Dime, Lázaro: ¿Acaso no era más difícil resucitar que quedarte, cuando mi alma se abrazaba a la tuya forcejando hasta desangrarse, con la muerte?
Vamos, refrena ahora los corceles de tu estrenada sangre y ven a sentarte junto a mí, ven a reconocerme.
Yo también soy ya nueva de tan vieja: de los milenios que envejecí mientras el trigo maduraba en la misma mies, mientras lo tuyo era tan sólo una siesta de niño, una siesta inocente y pasajera.
Y no te impacientes, amado mío, que yo aprendí paciencia como letra con sangre, bien entrada.


                                                                     del libro Poemas Náufragos (1990)

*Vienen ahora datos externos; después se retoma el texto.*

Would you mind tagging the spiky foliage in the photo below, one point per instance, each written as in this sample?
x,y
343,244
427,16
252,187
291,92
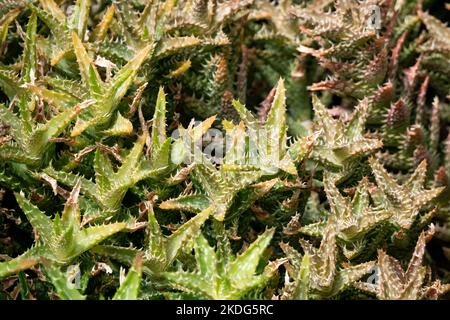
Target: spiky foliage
x,y
396,284
220,275
315,274
59,240
332,117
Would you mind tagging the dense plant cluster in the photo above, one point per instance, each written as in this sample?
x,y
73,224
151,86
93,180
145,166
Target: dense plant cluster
x,y
224,149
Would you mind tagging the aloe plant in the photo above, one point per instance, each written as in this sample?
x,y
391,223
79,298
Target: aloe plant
x,y
214,148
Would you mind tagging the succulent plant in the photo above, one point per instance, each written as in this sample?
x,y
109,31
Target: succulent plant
x,y
212,148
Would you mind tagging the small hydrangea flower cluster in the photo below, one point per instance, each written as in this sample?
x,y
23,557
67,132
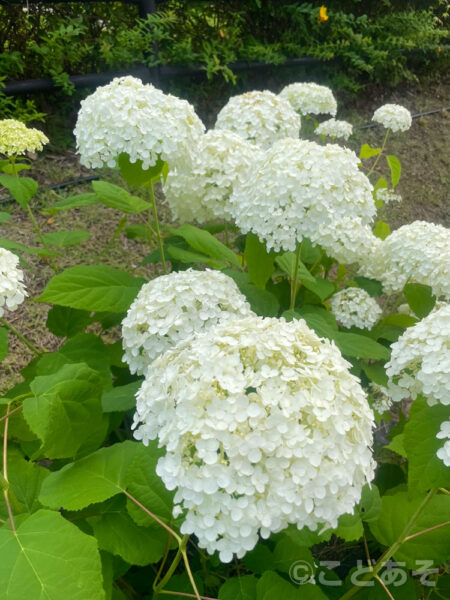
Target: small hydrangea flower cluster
x,y
129,117
335,129
353,307
310,98
299,187
393,116
173,307
259,117
263,426
16,138
12,289
444,452
420,360
202,193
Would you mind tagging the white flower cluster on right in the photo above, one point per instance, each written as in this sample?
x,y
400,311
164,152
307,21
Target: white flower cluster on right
x,y
420,360
444,434
12,289
202,192
393,116
259,117
263,426
171,308
298,188
354,307
129,117
310,98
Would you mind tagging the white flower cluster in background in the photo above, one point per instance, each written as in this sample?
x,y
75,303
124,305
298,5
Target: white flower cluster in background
x,y
260,117
172,308
310,98
17,139
129,117
12,289
420,360
354,307
202,193
393,117
335,129
299,187
444,434
263,425
416,253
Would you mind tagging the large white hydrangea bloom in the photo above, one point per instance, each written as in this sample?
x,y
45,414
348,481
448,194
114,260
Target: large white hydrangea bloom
x,y
393,116
263,426
354,307
298,188
259,117
416,253
173,307
420,360
201,193
140,120
12,289
310,98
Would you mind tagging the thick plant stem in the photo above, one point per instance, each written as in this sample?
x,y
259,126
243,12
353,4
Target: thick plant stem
x,y
21,337
295,278
151,195
393,549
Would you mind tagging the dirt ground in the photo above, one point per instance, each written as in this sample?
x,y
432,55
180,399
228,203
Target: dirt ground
x,y
424,152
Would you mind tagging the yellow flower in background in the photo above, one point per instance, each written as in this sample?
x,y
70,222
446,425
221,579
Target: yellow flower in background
x,y
322,14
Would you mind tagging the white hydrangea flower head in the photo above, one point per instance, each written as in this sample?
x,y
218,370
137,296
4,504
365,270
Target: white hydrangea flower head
x,y
17,139
335,129
393,117
201,194
420,360
263,426
140,120
310,98
298,188
12,289
416,253
259,117
354,307
444,452
171,308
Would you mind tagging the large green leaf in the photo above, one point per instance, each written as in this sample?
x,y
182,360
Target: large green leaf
x,y
116,197
92,288
48,558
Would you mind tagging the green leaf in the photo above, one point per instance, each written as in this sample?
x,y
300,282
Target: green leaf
x,y
116,197
425,469
62,239
121,398
239,588
92,479
22,189
396,169
397,510
286,262
72,202
360,346
49,558
204,242
92,288
260,263
65,409
367,152
63,321
420,298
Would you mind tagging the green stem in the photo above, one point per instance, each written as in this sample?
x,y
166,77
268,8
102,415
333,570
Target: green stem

Dulce María Loynaz (La Habana, 10 de diciembre de 1902 - La Habana, 27 de abril de 1997). Hija del general del Ejército Libertador Enrique Loynaz del Castillo y hermana del poeta Enrique Loynaz Muñoz. Publicó sus primeros poemas en La Nación, en 1920, año en el que también visita a los Estados Unidos. A partir de esa fecha realiza numerosos viajes por Norteamérica y casi toda Europa. En 1927 aprobó los exámenes para doctorarse en Derecho Civil, en la Universidad de la Habana. Nuevos viajes incluyen también visitas a Turquía, Siria, Libia, Palestina y Egipto (1929), México (1937), Suramérica (1946-1947) y las Islas Canarias (1947, 1951) en donde fue declarada hija adoptiva. En 1950 publicó crónicas semanales en El País y Excélsior. También colaboró en Social, Grafos, Diario de la Marina, El Mundo, Revista Cubana, Revista Bimestre Cubano, Orígenes. Asistió, invitada por la Universidad de Salamanca, a la celebración del V centenario del nacimiento de los Reyes Católicos (1953). Fue electa miembro de la Academia Nacional de Artes y Letras en 1951, de la Academia Cubana de la Lengua en 1959 y de la Real Academia Española de la Lengua en 1968. Su libro Poemas sin nombre fue traducido al italiano (Milano, Instituto Editoriale Cisalpino, 1955). Realizó traducciones de Walt Whitman. Sus poemas han sido antologados numerosas veces. Ofreció conferencias y lecturas, tanto en Cuba como en España. En 1961 dejó de ejercer la abogacía. Obtuvo el Premio Nacional de Literatura en 1987, así como el Premio Miguel de Cervantes 1992.